Terça-feira, 18 de Maio de 2010

amor, quando nasce é para todos e o primeiro festival LGBT no Algarve, o Allove Festival, demonstrou precisamente isso, sem barreiras nem preconceitos. Mesmo quando isso implica amar várias pessoas ao mesmo tempo, sem que isso se torne numa orgia.

 

 

Provavelmente, quase todas as pessoas poderão dizer que amam ou já amaram alguém. Mas se a questão for amar várias pessoas ao mesmo tempo, mantendo relações com elas, o leque torna-se de súbito mais reduzido. Para Lara e Miguel, porém, o assunto é mais do que normal: é a realidade do seu dia-a-dia.

"As pessoas têm capacidade para amar mais do que uma pessoa ao mesmo tempo", garante Lara, 31 anos, assumidamente poliamorosa. A representante do grupo Polyportugal (ver emhttp://polyportugal.blogspot.com ) partilha a casa - e a sua vida - com seis pessoas, três homens e três mulheres, ainda que actualmente não mantenha relações com todos, apenas com outros três amantes. O que poderá parecer estranho.

Que o diga Miguel, 48 anos, parceiro da Lara e que tem de partilhá-la com outras três pessoas lá de casa. "Quando eu digo às pessoas que sou poliamoroso, isto é que a minha namorada tem outro namorado, as pessoas pensam logo - Olha, é um 'corno manso' ou então tentam perceber qual é o meu problema. É engraçado, porque se eu dissesse que tinha duas namoradas ninguém me ligava, mas assim subitamente começam a prestar mais atenção", diz. "Pois, quando ele às vezes tenta explicar o que é o poliamor, por ser homem, as pessoas dizem - Ah, o que tu queres sei eu... que é ter várias namoradas - mas se for eu, a dizer que tenho vários namorados curiosamente as pessoas levam o assunto mais a sério", explica Lara.

Sem possessão, sem ciúme, aberto a homo e heterossexuais o poliamor é simplesmente para todos... e para todos ao mesmo tempo. E ter crianças não constitui barreira.

"Quantas mais pessoas amarem uma criança, mais os recursos se multiplicam. Se num casal alguém sai da relação são 50 por cento que a criança perde, se for em casais poliamorosos isso pode representar 30 ou 25 por cento", graceja, explicando que o poliamor não se trata de orgias sexuais."A ideia é não ser só sexo, mas que as pessoas se possam mesmo apaixonar e amar", adverte Lara.

Facebook só para lésbicas

 

Na tenda ao lado, só param raparigas. Até porque o objectivo da rede Leswork (www.leswork.pt.vu ) é excluir os homens à partida: "Existem muitos homens que têm aquele sonho de estar com duas mulheres ao mesmo tempo e que sejam lésbicas e nós conseguimos barrar essas entradas indesejadas, porque a ideia é que seja um espaço onde as mulheres se sintam à vontade", afirma ao Expresso Cláudia X, fundadora da rede que funciona de modo semelhante ao Facebook e que já tem perto de 400 inscritas.

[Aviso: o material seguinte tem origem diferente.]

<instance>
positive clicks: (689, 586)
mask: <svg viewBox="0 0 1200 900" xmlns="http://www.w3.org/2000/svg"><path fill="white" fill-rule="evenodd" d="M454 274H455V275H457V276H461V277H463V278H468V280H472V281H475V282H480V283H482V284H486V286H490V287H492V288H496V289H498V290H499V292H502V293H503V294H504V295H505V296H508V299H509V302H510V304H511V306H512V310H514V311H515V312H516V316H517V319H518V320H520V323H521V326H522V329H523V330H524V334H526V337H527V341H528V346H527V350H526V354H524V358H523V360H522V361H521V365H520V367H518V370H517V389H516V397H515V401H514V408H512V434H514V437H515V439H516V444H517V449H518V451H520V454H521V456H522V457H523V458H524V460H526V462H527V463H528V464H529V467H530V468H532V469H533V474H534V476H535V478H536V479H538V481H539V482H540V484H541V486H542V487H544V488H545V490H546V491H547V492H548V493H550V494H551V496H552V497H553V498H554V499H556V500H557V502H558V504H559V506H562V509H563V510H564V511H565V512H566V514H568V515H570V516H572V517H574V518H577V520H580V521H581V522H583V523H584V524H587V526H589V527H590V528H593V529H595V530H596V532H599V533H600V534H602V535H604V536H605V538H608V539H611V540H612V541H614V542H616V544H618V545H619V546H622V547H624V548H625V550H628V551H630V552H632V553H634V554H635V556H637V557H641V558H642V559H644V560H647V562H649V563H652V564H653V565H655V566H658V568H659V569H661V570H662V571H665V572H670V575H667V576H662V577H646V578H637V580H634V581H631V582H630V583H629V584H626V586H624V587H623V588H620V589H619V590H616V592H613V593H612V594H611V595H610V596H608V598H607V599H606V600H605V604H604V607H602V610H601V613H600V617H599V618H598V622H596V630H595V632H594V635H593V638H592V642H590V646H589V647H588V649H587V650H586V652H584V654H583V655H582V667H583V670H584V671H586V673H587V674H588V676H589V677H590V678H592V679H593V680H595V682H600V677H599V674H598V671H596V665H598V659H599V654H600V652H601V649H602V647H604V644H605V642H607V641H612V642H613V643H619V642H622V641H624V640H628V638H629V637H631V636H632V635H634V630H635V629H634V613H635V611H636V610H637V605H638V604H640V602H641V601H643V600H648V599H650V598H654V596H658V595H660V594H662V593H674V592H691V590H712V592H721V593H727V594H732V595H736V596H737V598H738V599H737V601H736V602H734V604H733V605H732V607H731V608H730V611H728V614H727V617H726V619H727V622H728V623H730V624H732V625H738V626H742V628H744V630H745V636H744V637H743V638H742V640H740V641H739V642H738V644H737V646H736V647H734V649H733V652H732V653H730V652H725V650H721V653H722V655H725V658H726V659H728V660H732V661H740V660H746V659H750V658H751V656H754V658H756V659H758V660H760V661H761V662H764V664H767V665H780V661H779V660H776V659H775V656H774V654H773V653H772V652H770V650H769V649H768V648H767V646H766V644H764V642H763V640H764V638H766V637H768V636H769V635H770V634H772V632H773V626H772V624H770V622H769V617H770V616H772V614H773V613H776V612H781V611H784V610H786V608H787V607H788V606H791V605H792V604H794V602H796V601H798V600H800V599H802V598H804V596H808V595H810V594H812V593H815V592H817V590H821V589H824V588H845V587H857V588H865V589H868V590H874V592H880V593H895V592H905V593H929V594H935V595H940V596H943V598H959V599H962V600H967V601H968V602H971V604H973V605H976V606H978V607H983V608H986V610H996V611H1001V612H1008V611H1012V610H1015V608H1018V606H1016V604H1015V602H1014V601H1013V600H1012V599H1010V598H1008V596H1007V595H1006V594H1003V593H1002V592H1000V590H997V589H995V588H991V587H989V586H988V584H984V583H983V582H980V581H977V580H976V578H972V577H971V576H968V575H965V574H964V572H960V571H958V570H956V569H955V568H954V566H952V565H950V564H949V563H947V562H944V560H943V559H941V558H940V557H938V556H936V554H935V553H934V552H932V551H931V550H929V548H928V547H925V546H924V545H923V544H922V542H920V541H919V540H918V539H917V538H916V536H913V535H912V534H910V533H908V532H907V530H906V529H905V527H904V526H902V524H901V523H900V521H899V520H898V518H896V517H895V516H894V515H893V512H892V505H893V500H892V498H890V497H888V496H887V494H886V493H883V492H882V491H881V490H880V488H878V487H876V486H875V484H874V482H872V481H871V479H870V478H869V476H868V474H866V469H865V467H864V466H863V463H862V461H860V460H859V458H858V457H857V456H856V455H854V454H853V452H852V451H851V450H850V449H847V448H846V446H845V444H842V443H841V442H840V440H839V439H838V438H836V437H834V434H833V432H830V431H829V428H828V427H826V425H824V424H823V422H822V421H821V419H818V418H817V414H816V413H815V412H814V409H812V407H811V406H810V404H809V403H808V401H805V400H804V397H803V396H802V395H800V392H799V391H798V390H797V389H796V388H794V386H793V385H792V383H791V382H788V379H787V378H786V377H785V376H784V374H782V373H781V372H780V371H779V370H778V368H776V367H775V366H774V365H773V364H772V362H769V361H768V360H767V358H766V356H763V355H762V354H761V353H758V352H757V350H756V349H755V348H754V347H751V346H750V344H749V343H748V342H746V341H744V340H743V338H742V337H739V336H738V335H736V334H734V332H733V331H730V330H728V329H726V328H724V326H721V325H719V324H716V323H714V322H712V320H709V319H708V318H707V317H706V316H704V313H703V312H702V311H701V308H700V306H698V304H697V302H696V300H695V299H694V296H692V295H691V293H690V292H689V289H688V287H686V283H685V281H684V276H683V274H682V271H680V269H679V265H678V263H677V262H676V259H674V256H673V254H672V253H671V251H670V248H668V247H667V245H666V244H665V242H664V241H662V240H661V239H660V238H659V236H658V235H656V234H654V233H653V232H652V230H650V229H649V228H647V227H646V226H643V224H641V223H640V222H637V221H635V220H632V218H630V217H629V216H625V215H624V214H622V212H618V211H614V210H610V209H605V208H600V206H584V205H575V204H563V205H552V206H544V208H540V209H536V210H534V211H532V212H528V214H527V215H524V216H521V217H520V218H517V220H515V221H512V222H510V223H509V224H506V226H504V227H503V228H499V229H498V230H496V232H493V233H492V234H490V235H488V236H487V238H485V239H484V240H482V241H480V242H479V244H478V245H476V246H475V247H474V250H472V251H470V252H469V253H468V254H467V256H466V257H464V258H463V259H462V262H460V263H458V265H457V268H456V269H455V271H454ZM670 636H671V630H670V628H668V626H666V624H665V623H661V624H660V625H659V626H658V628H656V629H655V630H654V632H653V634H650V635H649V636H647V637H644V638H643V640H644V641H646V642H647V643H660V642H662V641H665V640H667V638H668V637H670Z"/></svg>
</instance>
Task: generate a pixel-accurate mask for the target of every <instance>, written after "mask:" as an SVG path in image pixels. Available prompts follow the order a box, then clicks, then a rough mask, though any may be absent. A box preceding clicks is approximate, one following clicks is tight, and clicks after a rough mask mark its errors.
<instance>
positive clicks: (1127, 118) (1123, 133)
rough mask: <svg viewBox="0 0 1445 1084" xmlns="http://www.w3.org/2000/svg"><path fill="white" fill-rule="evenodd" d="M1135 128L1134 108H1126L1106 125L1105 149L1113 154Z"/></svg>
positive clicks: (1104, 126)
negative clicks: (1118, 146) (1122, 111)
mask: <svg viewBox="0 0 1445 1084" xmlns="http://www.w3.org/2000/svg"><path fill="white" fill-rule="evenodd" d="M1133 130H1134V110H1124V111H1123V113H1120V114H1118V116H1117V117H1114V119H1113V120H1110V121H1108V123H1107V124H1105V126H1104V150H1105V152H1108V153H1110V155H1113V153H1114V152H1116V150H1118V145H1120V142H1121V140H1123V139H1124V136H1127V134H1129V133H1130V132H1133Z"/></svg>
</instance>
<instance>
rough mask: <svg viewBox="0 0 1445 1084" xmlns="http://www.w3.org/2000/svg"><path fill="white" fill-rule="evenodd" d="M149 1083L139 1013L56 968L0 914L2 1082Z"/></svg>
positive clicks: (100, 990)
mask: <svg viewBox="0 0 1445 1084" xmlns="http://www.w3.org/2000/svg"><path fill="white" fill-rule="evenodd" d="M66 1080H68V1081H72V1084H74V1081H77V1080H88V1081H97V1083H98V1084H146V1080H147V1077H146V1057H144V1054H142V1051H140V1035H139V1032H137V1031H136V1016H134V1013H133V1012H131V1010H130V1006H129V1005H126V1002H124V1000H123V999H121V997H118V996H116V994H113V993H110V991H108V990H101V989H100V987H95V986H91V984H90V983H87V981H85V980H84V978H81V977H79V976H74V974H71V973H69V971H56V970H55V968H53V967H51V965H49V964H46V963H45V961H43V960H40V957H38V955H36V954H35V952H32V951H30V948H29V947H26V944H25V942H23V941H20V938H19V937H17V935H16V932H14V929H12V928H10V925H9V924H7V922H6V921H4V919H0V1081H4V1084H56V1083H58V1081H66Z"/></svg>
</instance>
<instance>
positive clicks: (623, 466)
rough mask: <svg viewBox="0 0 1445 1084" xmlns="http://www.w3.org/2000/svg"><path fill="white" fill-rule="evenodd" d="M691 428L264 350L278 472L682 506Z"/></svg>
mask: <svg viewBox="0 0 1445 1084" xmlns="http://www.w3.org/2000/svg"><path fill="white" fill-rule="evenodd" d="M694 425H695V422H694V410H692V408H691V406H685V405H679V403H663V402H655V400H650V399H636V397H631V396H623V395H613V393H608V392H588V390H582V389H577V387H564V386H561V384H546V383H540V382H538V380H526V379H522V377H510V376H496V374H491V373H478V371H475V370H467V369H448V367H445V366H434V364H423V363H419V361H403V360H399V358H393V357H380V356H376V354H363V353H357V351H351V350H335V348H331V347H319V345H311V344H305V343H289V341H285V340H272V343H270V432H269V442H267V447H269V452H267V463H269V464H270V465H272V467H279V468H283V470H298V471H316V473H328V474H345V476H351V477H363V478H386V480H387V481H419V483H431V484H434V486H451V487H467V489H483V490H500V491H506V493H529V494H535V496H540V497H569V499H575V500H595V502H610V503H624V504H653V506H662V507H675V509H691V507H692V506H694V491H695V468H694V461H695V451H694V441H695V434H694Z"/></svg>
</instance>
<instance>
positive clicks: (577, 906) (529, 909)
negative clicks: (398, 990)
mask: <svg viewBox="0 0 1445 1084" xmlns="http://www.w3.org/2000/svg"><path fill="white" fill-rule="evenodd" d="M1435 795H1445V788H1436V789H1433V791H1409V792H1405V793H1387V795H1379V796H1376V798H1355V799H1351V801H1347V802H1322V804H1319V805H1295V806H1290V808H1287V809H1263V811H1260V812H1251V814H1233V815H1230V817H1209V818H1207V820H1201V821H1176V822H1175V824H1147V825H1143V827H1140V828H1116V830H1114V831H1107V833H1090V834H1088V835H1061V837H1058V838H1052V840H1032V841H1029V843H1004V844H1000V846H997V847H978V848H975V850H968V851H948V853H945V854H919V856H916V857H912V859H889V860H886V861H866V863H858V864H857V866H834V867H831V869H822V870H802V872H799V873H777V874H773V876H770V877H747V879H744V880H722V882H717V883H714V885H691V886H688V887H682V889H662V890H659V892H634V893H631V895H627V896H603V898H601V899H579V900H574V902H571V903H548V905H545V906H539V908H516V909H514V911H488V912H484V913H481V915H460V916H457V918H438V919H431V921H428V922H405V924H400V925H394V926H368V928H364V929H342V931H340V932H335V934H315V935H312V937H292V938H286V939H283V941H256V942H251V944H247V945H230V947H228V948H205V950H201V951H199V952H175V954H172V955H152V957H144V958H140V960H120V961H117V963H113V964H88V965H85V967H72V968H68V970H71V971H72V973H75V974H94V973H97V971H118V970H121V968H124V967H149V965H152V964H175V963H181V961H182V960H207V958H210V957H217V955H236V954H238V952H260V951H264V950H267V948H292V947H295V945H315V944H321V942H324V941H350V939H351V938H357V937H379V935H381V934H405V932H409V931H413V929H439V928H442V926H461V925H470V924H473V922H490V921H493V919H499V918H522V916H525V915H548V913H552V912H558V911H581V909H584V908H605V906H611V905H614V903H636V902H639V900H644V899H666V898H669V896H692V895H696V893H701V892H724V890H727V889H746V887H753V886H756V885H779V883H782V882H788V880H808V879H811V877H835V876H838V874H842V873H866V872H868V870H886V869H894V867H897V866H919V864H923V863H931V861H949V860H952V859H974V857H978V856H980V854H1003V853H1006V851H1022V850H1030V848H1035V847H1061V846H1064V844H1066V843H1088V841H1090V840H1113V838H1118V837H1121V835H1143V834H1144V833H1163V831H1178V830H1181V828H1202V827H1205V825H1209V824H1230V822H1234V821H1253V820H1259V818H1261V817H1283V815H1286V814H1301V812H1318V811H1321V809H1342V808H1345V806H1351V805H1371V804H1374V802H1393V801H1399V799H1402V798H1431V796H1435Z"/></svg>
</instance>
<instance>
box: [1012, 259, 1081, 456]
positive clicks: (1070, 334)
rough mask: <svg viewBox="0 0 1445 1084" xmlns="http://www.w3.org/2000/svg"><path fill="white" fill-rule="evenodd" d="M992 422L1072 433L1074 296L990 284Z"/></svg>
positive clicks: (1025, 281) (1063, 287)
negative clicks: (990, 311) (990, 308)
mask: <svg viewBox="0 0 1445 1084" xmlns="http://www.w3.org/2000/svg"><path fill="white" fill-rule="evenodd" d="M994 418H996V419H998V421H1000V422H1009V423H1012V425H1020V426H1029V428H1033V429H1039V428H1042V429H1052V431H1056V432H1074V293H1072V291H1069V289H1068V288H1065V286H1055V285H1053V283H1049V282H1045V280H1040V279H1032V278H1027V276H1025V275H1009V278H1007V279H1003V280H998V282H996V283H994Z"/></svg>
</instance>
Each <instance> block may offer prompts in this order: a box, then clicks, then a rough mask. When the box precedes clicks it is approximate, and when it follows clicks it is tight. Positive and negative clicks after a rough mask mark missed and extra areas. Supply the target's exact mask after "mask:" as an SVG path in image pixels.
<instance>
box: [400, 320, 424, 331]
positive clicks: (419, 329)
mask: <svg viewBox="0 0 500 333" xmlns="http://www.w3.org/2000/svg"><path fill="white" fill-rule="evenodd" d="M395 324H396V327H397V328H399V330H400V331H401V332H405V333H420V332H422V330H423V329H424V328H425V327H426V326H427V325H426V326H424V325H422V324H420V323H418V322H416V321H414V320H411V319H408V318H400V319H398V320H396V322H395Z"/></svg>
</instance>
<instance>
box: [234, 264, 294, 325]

"As mulheres inscrevem-se, podem postar fotografias e criarem o seu perfil, temos chat em tempo real... É uma forma mais fácil de se conhecerem, mas o objectivo é tirar as pessoas do ecrã, que saiam e que se conheçam", diz a responsável. Para que isso aconteça, a Leswork organiza jantares, encontros, piqueniques e até paintball, só para mulheres que gostam de outras mulheres.

Dar o nó gay, simbolicamente

 

Filipe Silva, 24 e Igor Moreira, 26 chegam de carro juntos, automóvel enfeitado para a ocasião. De fato e sapatos brancos, flores na lapela, dão as mãos e dirigem-se ao altar.

Trocam alianças, dão um longo beijo para a fotografia e assumem o casamento perante o aplauso de dezenas de convidados e muitos espectadores.Por enquanto, é tudo a brincar, mas Filipe e Igor, que namoram há mais de dois anos, esperam repetir a cerimónia em breve, dessa vez mesmo a sério.

"Nós vamos mesmo casar, seja no nosso país ou fora dele, isso vai acontecer. Temos tantos direitos como os outros  casais que existem à face da terra. Independentemente de sormos os dois do sexo masculino, amamo-nos e temos sentimentos como todos os outros têm", afirma, enquanto come mais uma fatia do bolo de casamento.

"Era importante fazer aqui (o Festival), aqui ainda é necessário tentar alargar os horizontes", afirma Ann Lee, porta-voz do Allove Festival. "Mas como se pode ver nem sequer é essencialmente gay, é Allove, é amor universal, um espaço com grande tolerância", acrescenta.

"Espero que o Presidente da República promulgue o diploma, era a única coisa acertada que fazia em todo o mandato", conclui Igor.